2.哈夫曼树(霍夫曼树，赫夫曼树)：主要用于压缩，变长的编码，【最优的前缀码二叉树】。

定长编码：1字节8位，代表一个字符。Ascii码。
变长编码：utf编码，哈夫曼编码，长度根据不同的情况来确定。

思想：根据字符出现的频率，来做压缩编码。

路径长度：根节点到目标节点边的的数量（节点个数-1）。对于n长度是4.
节点的权：出现的次数，n出现了2次.
带权路径长度：对于n来讲，2*4.
树的带权路径长度（WLP）：所有节点带全路径长度之和，

怎样才是最优的？【就是树的带权路径长度最小】。
思想：出现频率最高的，在树的最上层；出现频率第的，在树的下层。能让编码长度更短一些。

怎样构建一棵最优的霍夫曼树？

待传输字符：aaaabbcccccccd

ASCII编码结果：
01100001 01100001 01100001 01100001
01100010 01100010
01100011 01100011 01100011 01100011 01100011 01100011 01100011
01100100
占据字节的总位数：8*14=112位

1.统计字符出现的个数
a-> 4次，b-> 2次，c-> 7次，d-> 1次
2.构建霍夫曼树
首先拿2个出现频率最低的出来 bd作为节点：把最小d的放左边，大的b放右边，他们重新构建一棵树。他们俩出现的次数和=3（bd出现的次数之和）.
a->4, (d,b)->3, c->7
再拿2个最小的（3,4），小的左/大的右，继续构建树；
(d,b,a)->7, c->7
再拿最后2个最小的（7,7），继续构建树（相等的情况，新节点放左边；右边放子树）。最终成为霍夫曼树。
c的带权路径：17; d：3=13; b：6=23; a：8=24
总的带权路径长度： 7+3+6+8 = 24

3.编码
树往左边走是0，往右边走是1.
c的编码: 0
d的编码: 100
b的编码: 101
a的编码: 11
霍夫曼编码结果：11111111 101 101 0000000 100 ，占用位数8+6+7+3=24位。

jpeg 压缩比率75%（20-90%）之间。

出现次数越多的，用越少的次数来代替。

前缀码的引出：是否能直接对字符编码，编码成0000000 1111 1010 11，占用位数更少？0代替c，1代替a，10代替b，11代替d。

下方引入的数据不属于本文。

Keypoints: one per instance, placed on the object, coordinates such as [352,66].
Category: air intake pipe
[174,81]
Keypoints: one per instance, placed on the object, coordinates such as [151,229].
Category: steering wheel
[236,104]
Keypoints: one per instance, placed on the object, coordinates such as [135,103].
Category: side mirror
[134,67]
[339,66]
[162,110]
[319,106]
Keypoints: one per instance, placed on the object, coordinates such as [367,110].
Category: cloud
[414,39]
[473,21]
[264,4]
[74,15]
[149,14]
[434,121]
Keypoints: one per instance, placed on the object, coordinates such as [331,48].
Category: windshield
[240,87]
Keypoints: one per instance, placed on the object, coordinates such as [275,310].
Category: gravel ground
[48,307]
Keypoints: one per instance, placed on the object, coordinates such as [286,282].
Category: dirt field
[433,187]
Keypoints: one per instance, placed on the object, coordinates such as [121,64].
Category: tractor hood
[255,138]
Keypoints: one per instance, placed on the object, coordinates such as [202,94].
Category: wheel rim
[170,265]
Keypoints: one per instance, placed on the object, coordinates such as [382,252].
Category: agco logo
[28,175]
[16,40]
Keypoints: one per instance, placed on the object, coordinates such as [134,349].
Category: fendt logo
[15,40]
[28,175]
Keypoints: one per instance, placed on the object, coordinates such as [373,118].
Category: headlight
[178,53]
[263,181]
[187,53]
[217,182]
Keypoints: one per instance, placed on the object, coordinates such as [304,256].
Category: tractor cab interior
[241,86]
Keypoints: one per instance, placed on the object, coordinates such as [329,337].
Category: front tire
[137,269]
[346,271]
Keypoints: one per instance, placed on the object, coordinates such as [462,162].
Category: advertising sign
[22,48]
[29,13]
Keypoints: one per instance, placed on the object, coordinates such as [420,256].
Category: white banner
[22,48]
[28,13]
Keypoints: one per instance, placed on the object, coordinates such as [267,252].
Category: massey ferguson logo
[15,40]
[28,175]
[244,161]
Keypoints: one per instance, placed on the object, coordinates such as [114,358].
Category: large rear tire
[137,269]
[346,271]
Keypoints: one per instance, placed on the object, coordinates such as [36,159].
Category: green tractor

前缀码：任意字符的编码的前缀，都不可能是另外一个字符的编码。
保证能准确还原数据。不会出现二义性或乱码。
左右子树都为null，就立即执行解码操作。

解码过程：

找到1，往右边走；找到1继续往右边走，然后发现节点的左右叶子都为空，就得到了a；
往右边找1，再得到3个a；
1往右，0往左，1往右，左右子树都空，得到b；
再次得到b；
0往左走，左右子树都空，得到c；
再次得到6个c；
1往右，0往左，0往左，左右子树都空，得到d。

ndk图片，音视频，很多地方用到了霍夫曼编码解码。jpeg压缩图片，就用的霍夫曼。
字符出现频率不同，压缩比率不一样 20~90%。
对于比较频率比较接近的，使用霍夫曼还不如不压缩。直接传效率可能更高。

代码实现霍夫曼的编码和解码。

编码的思想：

统计字符出现的次数
构建出这棵最优的前缀码二叉树
统计字符的编码，abcd分别用什么编码，生成映射表(字符：编码)
根据字符去映射表查找，一个个使用编码替代，生成霍夫曼编码。

解码的思想：

根据编码的结果，从树里面去查找，查到某个节点左右子树都是空，恢复对应的字符。
查到什么字符，就是什么字符（因为是前缀码，不会出现二义性）。

代码实现霍夫曼编码和解码。
《算法4》. 买了做做题目。

// huffman.h
#pragma once
#ifndef _HUFFMAN_H
#define _HUFFMAN_H

//The Huffman tree node definition
typedef struct _htNode { // 树的结构
    char symbol;
    struct _htNode *left, *right;
}htNode;

/*
    We "encapsulate" the entire tree in a structure
    because in the future we might add fields like "size"
    if we need to. This way we don't have to modify the entire
    source code.
*/
typedef struct _htTree {
    htNode *root; // 根节点
}htTree;

//The Huffman table nodes (linked list implementation)
typedef struct _hlNode {
    char symbol; // 字符
    char *code;  // 编码结果
    struct _hlNode *next;
}hlNode;

//Incapsularea listei
typedef struct _hlTable {
    hlNode *first;
    hlNode *last;
}hlTable;

htTree * buildTree(char *inputString);
hlTable * buildTable(htTree *huffmanTree);
void encode(hlTable *table, char *stringToEncode);
void decode(htTree *tree, char *stringToDecode);
#endif

// huffman.cpp
#include <stdlib.h>
#include <stdio.h>
#include <string.h>

#include "huffman.h"
#include "pQueue.h"
#include <android/log.h>

#define TAG "TAG"
#define LOGE(...) __android_log_print(ANDROID_LOG_ERROR,TAG,__VA_ARGS__)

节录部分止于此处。